Louisville will pay Breonna Taylor's boyfriend, Kenneth Walker, $2 million to settle two lawsuits against the city, according to reports.

Walker’s attorneys announced Monday that their client will receive the money after the city agreed to pay to settle lawsuits, which were filed in federal and state court, according to a statement to the Associated Press.

Attorney Steven Romines added that Taylor's death "will haunt Kenny for the rest of his life."

"He will live with the effects of being put in harm's way due to a falsified warrant, to being a victim of a hailstorm of gunfire and to suffering the unimaginable and horrific death of Breonna Taylor," Romines said in the statement obtained by the Associated Press.

Walker’s attorneys said that part of the settlement would be used to set up a scholarship fund for law school students interested in practicing civil rights law. Another portion will be contributed to the Center for Innovations in Community Safety, a police and community reform Center at Georgetown Law School, the Associated Press reported.

It is the second settlement paid out by the city in the Taylor tragedy. In September 2020, the city of Louisville paid Taylor’s mother, Tamika Palmer, $12 million in a settlement.

In August 2022, former Louisville detective Kelly Goodlett, 35, pleaded guilty in federal court to one count of conspiracy, where she admitted that she had conspired with another officer, Joshua Jaynes, to falsify a search warrant application and had later lied to cover up their act, The New York Times reported.

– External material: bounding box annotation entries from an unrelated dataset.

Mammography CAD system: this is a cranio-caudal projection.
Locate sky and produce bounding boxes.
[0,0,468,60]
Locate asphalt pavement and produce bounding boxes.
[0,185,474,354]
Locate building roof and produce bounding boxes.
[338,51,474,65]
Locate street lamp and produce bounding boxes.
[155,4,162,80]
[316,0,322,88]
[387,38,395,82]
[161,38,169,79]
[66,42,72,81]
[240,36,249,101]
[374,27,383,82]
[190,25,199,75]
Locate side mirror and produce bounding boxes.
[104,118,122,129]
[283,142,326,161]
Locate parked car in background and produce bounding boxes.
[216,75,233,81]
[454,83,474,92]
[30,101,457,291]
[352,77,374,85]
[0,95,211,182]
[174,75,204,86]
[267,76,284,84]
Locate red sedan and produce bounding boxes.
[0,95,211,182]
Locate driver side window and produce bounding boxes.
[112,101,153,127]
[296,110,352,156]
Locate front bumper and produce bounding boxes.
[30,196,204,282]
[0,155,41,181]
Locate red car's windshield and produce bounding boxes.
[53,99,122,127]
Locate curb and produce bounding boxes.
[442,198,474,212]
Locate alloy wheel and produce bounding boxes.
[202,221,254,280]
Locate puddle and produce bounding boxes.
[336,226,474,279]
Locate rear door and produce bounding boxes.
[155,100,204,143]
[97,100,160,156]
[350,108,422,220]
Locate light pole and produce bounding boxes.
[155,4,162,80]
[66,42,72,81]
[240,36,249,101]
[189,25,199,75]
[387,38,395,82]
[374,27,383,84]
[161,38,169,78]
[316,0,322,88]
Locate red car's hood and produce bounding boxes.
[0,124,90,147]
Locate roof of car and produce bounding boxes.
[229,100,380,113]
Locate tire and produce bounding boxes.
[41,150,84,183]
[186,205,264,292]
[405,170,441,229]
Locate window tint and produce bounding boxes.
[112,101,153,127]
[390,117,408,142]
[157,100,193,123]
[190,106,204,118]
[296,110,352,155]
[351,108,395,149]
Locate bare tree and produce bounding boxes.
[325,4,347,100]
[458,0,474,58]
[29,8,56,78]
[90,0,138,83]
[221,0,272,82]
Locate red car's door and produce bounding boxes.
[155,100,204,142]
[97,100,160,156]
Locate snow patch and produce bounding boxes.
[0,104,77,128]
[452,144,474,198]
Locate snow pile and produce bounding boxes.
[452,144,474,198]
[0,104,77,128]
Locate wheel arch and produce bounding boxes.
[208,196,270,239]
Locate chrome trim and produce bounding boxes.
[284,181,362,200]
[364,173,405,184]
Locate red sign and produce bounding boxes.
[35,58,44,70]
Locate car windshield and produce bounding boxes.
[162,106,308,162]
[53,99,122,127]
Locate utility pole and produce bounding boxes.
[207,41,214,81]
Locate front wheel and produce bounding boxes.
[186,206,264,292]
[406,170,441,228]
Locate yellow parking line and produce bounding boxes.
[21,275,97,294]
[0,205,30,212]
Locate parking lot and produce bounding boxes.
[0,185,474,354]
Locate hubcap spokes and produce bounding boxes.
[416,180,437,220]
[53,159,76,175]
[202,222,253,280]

With her guilty plea, Goodlett has now become the first officer to be convicted in the raid that killed Taylor over two years ago, The New York Times reported.

Goodlett faces a sentence of no more than five years in prison, plus up to a $250,000 fine and three years of supervised release. Her sentencing tentatively is set for Nov. 22, according to the Louisville Courier Journal.

Goodlett is expected to be a star witness at the trial of two of her former LMPD colleagues, Joshua Jaynes and Kyle Meany, when they are tried on civil rights charges in connection with Taylor’s death, the Louisville Courier Journal reported.  

It was announced in August 2022 that Goodlett, along with Brett Hankison, as well as Jaynes and Meany, were brought up on federal charges for alleged civil rights violations in connection to raiding Taylor’s home.

Jaynes, Meany and Hankinson have all pleaded not guilty to the charges they are facing and will go to trial sometime next year.

The charges coming from the U.S Department of Justice are connected to the shots fired into Taylor’s home by Hankinson and to the other three officers’ roles in the drafting of the warrant. These charges were given to those three officers on the basis that the warrant ultimately led to Taylor’s death due to the dangerous situation it created, authorities said.

In documentation previously obtained by the Louisville Courier-Journal, police were authorized to carry out a “no-knock” warrant on Taylor’s Louisville home on March 13, 2020, as part of a narcotics investigation of a person who lived in a home 10 miles away. Neither Taylor nor her boyfriend, Kenneth Walker, were the investigation's target. Police had suspected, though, that Taylor’s home was used to receive drugs because cops said her ex-boyfriend was using her address to mail drugs through the post office.

Authorities said they identified themselves, despite the “no-knock” warrant. Police said the officers were “immediately” met by gunfire when they entered Taylor and Walker's home, at which point they returned fire. More than 25 bullets from three officers who entered Taylor’s home were fired, while others entered nearby apartments, one of which contained a 5-year-old child.

Walker, who was in bed with Taylor the night she died, was arrested and charged initially with attempted murder of a police officer after he fired his legally owned pistol once, hitting an officer in the leg in what he says was self-defense because he believed attackers were invading his home. The charges against him were dropped without prejudice by a judge in 2021.

Taylor was struck by eight bullets, killing her on the scene. Neither Taylor nor Walker had any criminal history and no drugs were located in the home.

In March 2022, a jury acquitted Hankison on a charge of wanton endangerment. A grand jury also cleared the other two officers, Detectives Miles Cosgrove and Sgt. Jonathan Mattingly, who shot Taylor, NBC News reported.